Il y a une différence fondamentale entre les deux orientations. Dans l’orientation qui a pour base le fait que la transidentité n’est pas une maladie mais une question sociale la place du psychiatre et des autres médecins est d’être dans une fonction d’aidant. Dans le cadre d’un principe obligatoire se met en place, parfois à l’insu des personnes, un processus de psychiatrisation.
Demander de l’aide à un psychiatre dans un parcours de transition n’a bien évidemment rien à voir avec la psychiatrisation obligée qui peut se transformer obligation faite aux personnes transgenres de fournir une preuve de leur véritable genre par une période d’«expérience de vie» dans le genre choisi. Cette expérience de vie devient alors expérimentation, ayant lieu avant toute reconnaissance médicale, ou simplement reconnaissance humaine de leur identité dans le miroir sonore qu’ils espèrent entendre du corps médical. Cette obligation de vivre suivant les codes sociaux édictés de « comment doit se comporter un homme ou un garçon socialement, vestimentairement, etc ; comment doit se comporter une femme ou une fille socialement etc.. survient avant toute prise d’hormones. Ce fait que l’aspirant transgenre doit répondre à ce forçage autoritaire ne peut être compatible avec une médecine digne du XXIème siècle, ainsi que le sous-entend la résolution du Parlement européen.

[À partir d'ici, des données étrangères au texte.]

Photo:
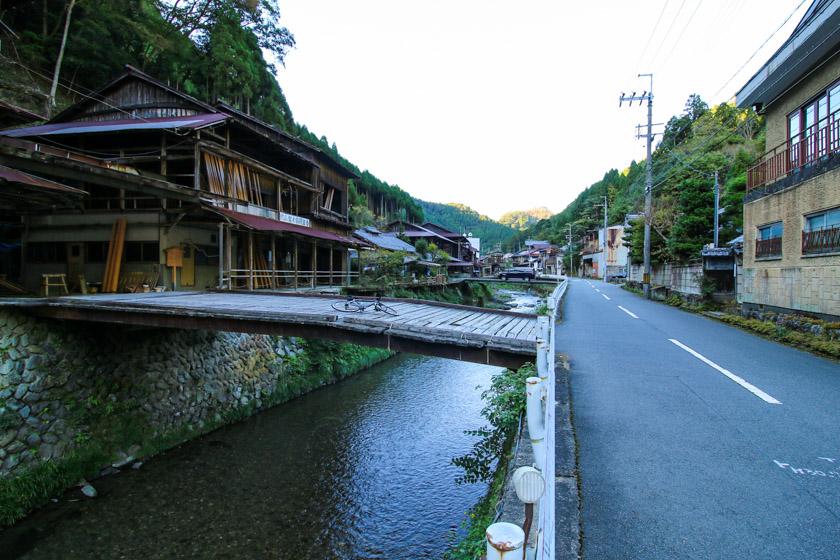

Demander de l’aide à un psychiatre dans un cadre autre qu’une obligation première ne devrait évidemment n’avoir rien à voir avec une autre expérimentation fréquente dans la psychiatrisation qui est la pratique de tests psychologiques qui ont toujours comme possibilité de figer l’avenir d’un individu sous un aspect scientifique. Cela éviterait également la mise en cohortes pour des projets de recherche psychiatrisés et donc de protocoles supplémentaires.
Bien au contraire, dans la perspective d’une libération, d’une naissance, la rencontre avec un psychiatre donne la possibilité à toute personne de dire son histoire, ses nouages et dé-nouages, le moments d’apparition et de disparition des contraintes, de ce qui pousse vers la vie malgré les contraintes individuelles et sociales, de ce qui inhibe aussi la vie. Il s’agit de trouver ensemble une logique dans la vie de l’identité de genre, qui est toujours une identité sociale.
5. Conclusion
En conclusion j’indiquerai que la transidentité est une question adressée à l’ensemble de la médecine et de ses praticiens, j’espère l’avoir assez mis en évidence, mais aussi une question adressée à l’Etat. La transidentité rompt avec un système binaire de pensées et de pratiques et montre l’importance en toute circonstance de la pratique humaine de vivre « en refusant tout principe posé d’emblée comme souverain » ainsi que l’ indique le philosophe François Châtelet, qui dans une conférence intitulée « De l’anarchie » sous-titrée « Parce qu’on ne sait jamais » pose le problème fondamental :
« Pour résumer, pourquoi ne pas penser sérieusement à remettre en cause ce principe piège – héritage de la théologie – de la sacralité de l’État ? Le pouvoir de l’État est gros aujourd’hui d’une logique d’autant plus épouvantable qu’elle tient à sa disposition des moyens scientifiques de coercition et d’incitation. Et le sens originel de l’an-archie ne signifie rien d’autre que ceci : essayons de concevoir l’organisation d’une autre façon et
d’imaginer cette organisation, comme produit toujours changeant, toujours provisoire, des désirs et des volontés, de ceux qui constituent la source de tout pouvoir : les individus, tous différents et tous si semblablement hommes.»
Essayons d’organiser autrement la place des psychiatres et des médecins sur cette base que Georges Canguilhem pressent : répondre à un appel dans le cadre d’un savoir partagé et non aux exigences des normes et des protocoles.